16.02.2020 - 17:10 Uhr
Sulzbach-RosenbergOberpfalz

Das Programm ist abhängig vom Eintrittspreis

Christoph Weiherer sagt von sich selbst, er sei ein Brutalpoet und biete unvorbereitete Plauderei mit Toneinlage. Vordergründig ja, aber genau genommen ist er genialer Kabarettist und Liedermacher mit gesellschaftskritischen Texten.

Plauderei mit Toneinlage. Nach rund drei Stunden und 15 Liedern inklusive der Zugaben war das Ereignis vorbei. Hoffentlich kommt er bald wieder.
von Heidi FranitzaProfil

Und genau das lebte er zielgerecht und punktgenau auf der Bühne im ausverkauften Seidel-Saal auch aus, perfekt inszeniert mit dem Anschein unbeschwerter, bayerischer Lebensart. Vor 15 Jahren war er das erste Mal in Sulzbach-Rosenberg, erinnerte er sich. Damals noch in der Hängematte. Bei dem jetzigen Auftritt waren die Hälfte der damals acht Zuschauer auch wieder da. Das nennt man Treue.

Tiefgründige Texte

Von Anfang an machte er deutlich, er passe seinen Auftritt den Eintrittspreisen an und ging davon aus, dass es hier in der Herzogstadt recht teuer war. Schließlich gelte es, ein gewisses Niveau zu halten.

Den Dobrindt mag er nicht, den früheren Verkehrsminister. Unverblümt nahm er dazu Stellung. Die Band "Weiherer und die Dobrindts" gibt es nicht mehr. Aber er hatte auch gleich einen Vorschlag für eine noch erfolgreicher Formation: "Weiherer und die Zeugen Seehofers". Der Beifall gab seiner Idee den nötigen Anschub. Wer weiß, ob er bei seinem nächsten Auftritt noch alleine auf der Bühne steht...

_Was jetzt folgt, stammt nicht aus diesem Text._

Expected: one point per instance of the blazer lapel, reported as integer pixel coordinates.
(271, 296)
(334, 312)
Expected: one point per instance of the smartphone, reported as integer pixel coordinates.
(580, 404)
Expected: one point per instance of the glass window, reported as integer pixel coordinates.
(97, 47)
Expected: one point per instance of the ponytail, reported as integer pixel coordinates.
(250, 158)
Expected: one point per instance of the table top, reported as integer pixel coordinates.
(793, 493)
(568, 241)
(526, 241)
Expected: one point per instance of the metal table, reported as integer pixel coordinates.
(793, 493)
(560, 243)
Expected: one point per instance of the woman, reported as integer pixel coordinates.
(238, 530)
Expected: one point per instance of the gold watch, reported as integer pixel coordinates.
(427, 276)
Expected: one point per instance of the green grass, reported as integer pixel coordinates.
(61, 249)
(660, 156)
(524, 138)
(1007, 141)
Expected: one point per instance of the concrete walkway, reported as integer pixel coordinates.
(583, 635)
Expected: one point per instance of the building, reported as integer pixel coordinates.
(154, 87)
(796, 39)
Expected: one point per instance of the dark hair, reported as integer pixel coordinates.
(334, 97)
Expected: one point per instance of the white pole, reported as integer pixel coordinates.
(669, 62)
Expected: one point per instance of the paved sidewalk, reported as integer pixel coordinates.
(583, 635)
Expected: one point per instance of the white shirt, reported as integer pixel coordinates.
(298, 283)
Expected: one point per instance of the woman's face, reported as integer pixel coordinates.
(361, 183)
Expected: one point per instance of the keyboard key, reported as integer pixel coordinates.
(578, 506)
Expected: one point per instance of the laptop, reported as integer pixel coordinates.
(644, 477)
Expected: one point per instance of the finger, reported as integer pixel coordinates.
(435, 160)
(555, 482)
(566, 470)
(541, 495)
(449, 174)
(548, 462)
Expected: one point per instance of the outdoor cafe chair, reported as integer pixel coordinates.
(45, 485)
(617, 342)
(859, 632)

Ja doch, der Weiherer singt auch zwischen den Plaudereinlagen, so drei bis fünf Lieder pro Stunde. Eine Setliste gebe es nicht, gestand er ein. Mit tiefgründigen, gesellschaftskritischen Texten wie "Is des no mei Hoamat" oder "Euer System" hielt der Weiherer dem Publikum einen Spiegel vor. Die heitere Plauderei mit niederbayerischer Wirtshauslogik wurde dann zu einer Bestandsaufnahme der Lebensart unterhalb des Weißwurstäquators.

Seine Lebensphilosophie

Das Lied "Meng, meng, meng", also "mögen", ist eine zeitkritische Betrachtung mit dem Fazit, dass man schon sehr viel erreicht hat, wenn man sich mag. Allerdings zog der Weiherer in der anschließenden Plauderei mit dem Wort "meng" Parallelen zu chinesischer Artikulation her und stellte mit diesem Wort ein dreitägiges Überleben in China sicher, auch wenn man diese Sprache überhaupt nicht beherrsche.

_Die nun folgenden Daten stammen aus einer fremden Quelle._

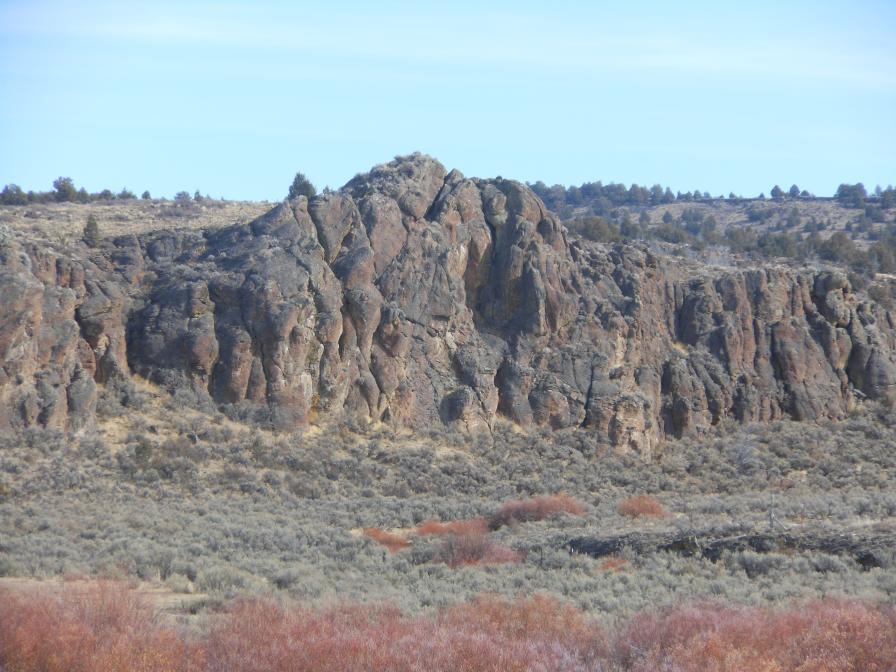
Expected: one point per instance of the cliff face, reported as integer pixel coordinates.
(416, 297)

Das Lied "Mei Freiheit" wurde von ruhigen, ja schon melancholischen Klängen getragen. Der Text ist eine, ja eigentlich seine Lebensphilosophie. "Wos i brauch", hieß es da. Auf alle Fälle nicht das, was eine übertechnisierte Gesellschaft bietet. Das Lied "I versteh überhaupt garnix" schloss sich inhaltlich direkt an. Der Weiherer schaffte immer wieder den Spagat zwischen Entertainment und Sozialkritik. So auch mit "I ko net oiwei", dem Eingeständnis, sich nicht immer nach Erwartungen der Gesellschaft richten zu müssen und zu wollen.

Postleitzahlen-Kult

Die Postleitzahl von Brunsbüttel ist geliebtes Credo der Weiherer-Jünger. Ursprünglich der Protest gegen den Wahnsinn, in Baumärkten seine Herkunft über die Postleitzahl für Marktforschung zur Verfügung zu stellen. Heute ist die fünfstellige Zahl Kult und Marketing-Instrument. Es gibt nicht nur T-Shirts, sondern auch den "Brunsbeutel" mit entsprechendem 25541-Aufdruck. Ein Schelm ist, wer hier zweideutig denkt. Wasserdicht sei der Beutel nicht, warnte Weiherer.

Die Zugabe kündigte der bayerische Poet schon vorher an. Sein letztes Stück zelebrierte er unplugged, ohne Technik direkt bei den Zuschauern. Er ist einer von uns, und alle Zuschauer waren da. "Im Prinzip aus Protest", so wie sein aktuelles Album heißt.